そんなことは全く構わないが、隣にいるレイラは何故か呆れた顔をしている。そのまま溜め息を吐くなり、一声かけて扉に手をかけた。
「……奥様、失礼いたします」
扉を開けると、そこには侯爵夫人がレイラと俺を出迎えようと待っている。
と、思っていたのだが、部屋には誰もいなかった。絵を描くための道具は最低限退けられている様子だが、本人の姿が全く見当たらない。
(消えた…?さっきまでいたのになんで??)
「………やっぱり。グレイ君、ちょっと待ってて」
俺が戸惑っているのに対し、レイラはいつものことのように奥方の姿を探そうと部屋の中を歩き出した。

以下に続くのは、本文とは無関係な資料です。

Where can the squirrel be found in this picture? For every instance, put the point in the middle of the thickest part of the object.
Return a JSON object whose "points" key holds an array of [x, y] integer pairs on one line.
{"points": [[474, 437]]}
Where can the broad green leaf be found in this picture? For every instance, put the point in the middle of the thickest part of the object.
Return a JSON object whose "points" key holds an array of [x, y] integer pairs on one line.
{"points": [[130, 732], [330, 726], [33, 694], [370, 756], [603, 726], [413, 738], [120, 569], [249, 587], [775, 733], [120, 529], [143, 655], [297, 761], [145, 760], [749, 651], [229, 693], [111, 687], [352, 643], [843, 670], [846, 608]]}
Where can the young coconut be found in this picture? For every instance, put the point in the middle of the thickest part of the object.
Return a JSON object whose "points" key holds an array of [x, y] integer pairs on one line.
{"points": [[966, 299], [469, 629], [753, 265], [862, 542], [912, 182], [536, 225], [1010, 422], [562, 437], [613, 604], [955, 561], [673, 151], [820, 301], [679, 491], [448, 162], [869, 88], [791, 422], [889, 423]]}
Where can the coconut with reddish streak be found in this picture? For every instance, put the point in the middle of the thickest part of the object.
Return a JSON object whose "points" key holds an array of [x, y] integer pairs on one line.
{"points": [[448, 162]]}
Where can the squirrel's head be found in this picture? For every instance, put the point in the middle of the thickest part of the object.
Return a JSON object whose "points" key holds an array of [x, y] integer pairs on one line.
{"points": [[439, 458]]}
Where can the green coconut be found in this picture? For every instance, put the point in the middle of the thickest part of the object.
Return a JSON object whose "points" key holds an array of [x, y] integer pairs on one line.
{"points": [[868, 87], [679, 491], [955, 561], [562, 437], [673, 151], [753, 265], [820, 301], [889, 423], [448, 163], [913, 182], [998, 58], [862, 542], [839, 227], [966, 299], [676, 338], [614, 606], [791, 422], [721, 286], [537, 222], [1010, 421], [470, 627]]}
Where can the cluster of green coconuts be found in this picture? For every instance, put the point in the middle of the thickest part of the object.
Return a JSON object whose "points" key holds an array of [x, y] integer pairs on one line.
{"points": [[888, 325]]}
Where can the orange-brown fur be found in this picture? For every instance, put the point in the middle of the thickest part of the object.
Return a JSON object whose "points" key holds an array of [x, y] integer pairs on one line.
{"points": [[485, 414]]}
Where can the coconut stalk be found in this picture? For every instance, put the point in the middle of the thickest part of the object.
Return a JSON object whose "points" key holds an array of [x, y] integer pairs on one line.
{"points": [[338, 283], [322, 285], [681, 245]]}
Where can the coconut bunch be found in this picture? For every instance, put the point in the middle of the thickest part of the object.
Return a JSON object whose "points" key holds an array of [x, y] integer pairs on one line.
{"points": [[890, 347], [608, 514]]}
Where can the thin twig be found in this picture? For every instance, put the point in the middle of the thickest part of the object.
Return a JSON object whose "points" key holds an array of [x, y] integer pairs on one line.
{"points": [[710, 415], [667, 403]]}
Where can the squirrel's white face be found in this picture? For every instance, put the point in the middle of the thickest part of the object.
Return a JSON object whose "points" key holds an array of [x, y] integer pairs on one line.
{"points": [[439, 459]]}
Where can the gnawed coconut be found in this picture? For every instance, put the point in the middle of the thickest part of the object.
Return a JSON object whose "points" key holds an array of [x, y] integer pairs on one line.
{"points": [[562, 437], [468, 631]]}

しばらく探し回る様子を見ていると、レイラがクローゼットの前に立った。そこに向かって、ため息を吐きながら声をかけ始めた。
「…………奥様、またクローゼットの中に隠れているんですか?」
「うう…だっていきなり執事の新しい子が私の部屋に来るなんて思わないから……」
「相手は一応子供ですから大丈夫ですよ!ほら奥様、隠れてないで早く出てきて下さい!怖くないですから!」
仮にもこの屋敷の夫人でありながら、もはや令嬢に対する接し方みたいな状態になっている。自分でも嫌と言うほど老け顔なのは分かっているが、"一応"と言葉添えまでされると流石に傷つく。そんな前フリをされたら、余計に警戒されるのではないだろうか。
レイラに促されて、ようやくクローゼットの扉がギィッ…と動き始めた。
「…………こ、こんにちは…レオン・グレイスの妻のミアです」
クローゼットの中からぎこちなく出てきたのは、淡いピンクの髪と瞳を持つ可憐な印象の女性だった。
レイラは作者が書く作品では珍しく、明るくて可愛い上に捻くれてない女の子。書き慣れてないタイプに対して、ジョゼフは物凄い書きやすい。